Vor der Liveschalte legte Ochsenreiter noch die vermeintlichen Zusammenhänge der Auseinandersetzungen in Syrien und der Ukraine dar. Gebannt schauten dann die Gäste auf die große Leinwand, um Dugins in deutsch ausgeführten vehementen Angriff auf den „Liberalismus“ zu verfolgen. Deutlich wurde der Vordenker eines „Neo-Eurasismus“, der 1994 die „Nationalbolschewistische Partei Russland“ und 2002 die „Eurasische Partei“ mitgründete. Seit Jahrzehnten wettert Dugin, der auch mal den Kreml beriet, dass das EU-„Imperium“ mit seinem liberalen Individualismus und seinem „Menschenrechtsimperialismus“ die „unterschiedlichen Traditionen, die ethnischen Unterschiede und kulturellen Identitäten auf dem europäischen Kontinent“ zerstören würde.

 

Die weiteren angekündigten Referenten des Samstags Akif Pirinçci, James Bacque und Walter Post erschienen gar nicht.

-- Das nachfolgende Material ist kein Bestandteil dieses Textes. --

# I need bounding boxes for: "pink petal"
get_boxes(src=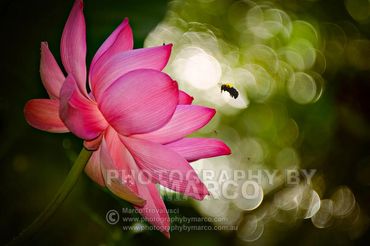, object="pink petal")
[89,18,134,79]
[120,136,209,200]
[59,75,108,140]
[60,0,87,95]
[40,42,65,98]
[135,176,170,238]
[132,105,216,144]
[85,148,105,187]
[24,99,68,133]
[179,91,194,104]
[100,129,145,206]
[99,69,178,135]
[166,138,231,161]
[91,45,172,101]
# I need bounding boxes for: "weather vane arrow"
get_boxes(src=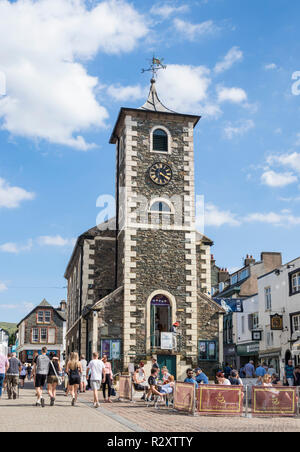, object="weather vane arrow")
[142,57,167,80]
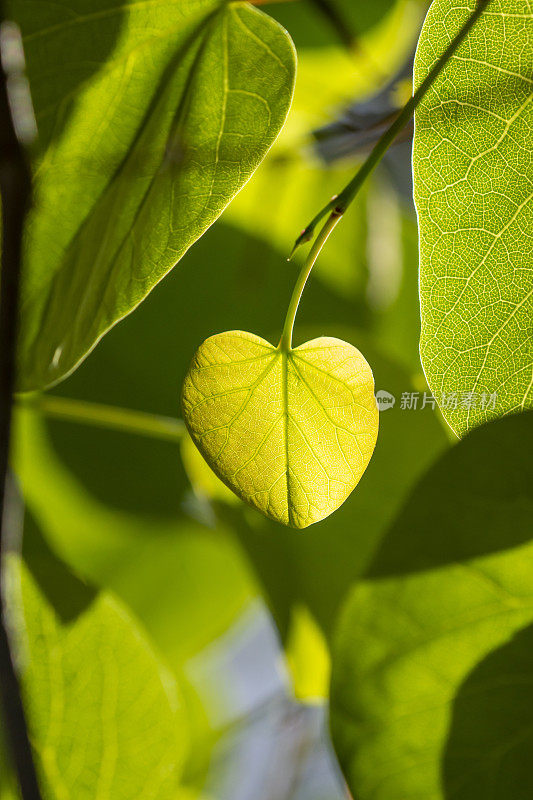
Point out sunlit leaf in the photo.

Stattdessen referierten der ehemalige Generalmajor Gerd Schultze-Rhonhof und Oberstleutnant a.D. Alfred E. Zips. Der rechten Wahrnehmung der deutschen Geschichte haben sich beide verschrieben. Im Saal bemühte sich der „nationale Barde“ Frank Rennicke um die Technik.

 

Am Sonntag lief indes alles nach Programm. Jan von Flocken redete über der  „Eiserne Kanzler: Zum 200. Geburtstag von Otto von Bismarck“. Die FPÖ-Politikerin Barbara Rosenkranz forderte „Europa fördern, EU zähmen, Euro stoppen“.

 

Holocaust-Leugnerin Haverbeck hinaus komplimentiert

Für den angekündigten Volkstanz wurden im Veranstaltungssaal die Stühle beiseite geschoben. In einem anderen Saal lag das breite Programm der Verlagsgruppe Lesen und Schenken aus, deren publizistisches Flagschiff „Zuerst!“ ist. Der „Schulverein“ war mit einem Stand präsent.

 

Zum Eklat kam es, als Dietmar Munier die Holocaust-Leugnerin Ursula Haverbeck hinaus komplimentierte. Nach einer Diskussion verlies die 86-Jährige mit Teilnehmern die Veranstaltung. Diese Vehemenz Muniers überrascht nicht. 2012 bekam sein bemüht biederes Image durch den Besuch des Holocaust-Leugners Ernst Zündel bei seiner privaten Sonnenwendfeier in Martensrade einen Riss. In der schleswig-holsteinischen Gemeinde ist das Verlagshaus angesiedelt.

 

Das Personal im Zeulenrodaer Bio-Seehotel war von den Gästen angetan. „So nette Leute, so freundlich“, sagte die Bedienungen öfter. Extreme Rechte stellt man sich hier wohl eher gewaltbereit und dumm vor. Auf den Namensschildern war allerdings vor den Namen häufiger ein „Dr.“ zu sehen.

 

Am Freitag hatte die Linken-Landtagsabgeordnete Diana Skibbe aus Zeulenroda-Triebes den Hotelbetreiber aufgefordert, den Vertrag zu stornieren, um den Ruf seines Hauses und der Stadt nicht mit einer bundesweiten Veranstaltung des Rechtsextremismus in Verbindung zu bringen. Am selben Tag erklärte die Geschäftsführung des Hotels um Prof. Hans B. Bauerfeind auf Nachfragen der Presse schriftlich, zu „bedauern, dass derzeit eine Tagung im Bio-Seehotel Zeulenroda solche Reaktionen hervorruft“, sie seien aber „nicht Ausrichter oder Förderer von Veranstaltungen“. Und es wurde betont: „Wir identifizieren uns in keiner Weise mit politischen Meinungen unserer Hotelgäste.“ Im Saal ließ sich Bauernfeind, der für die CDU im örtlichen Stadtrat war, aber von Gästen beglückwünschen, sie hier tagen zu lassen.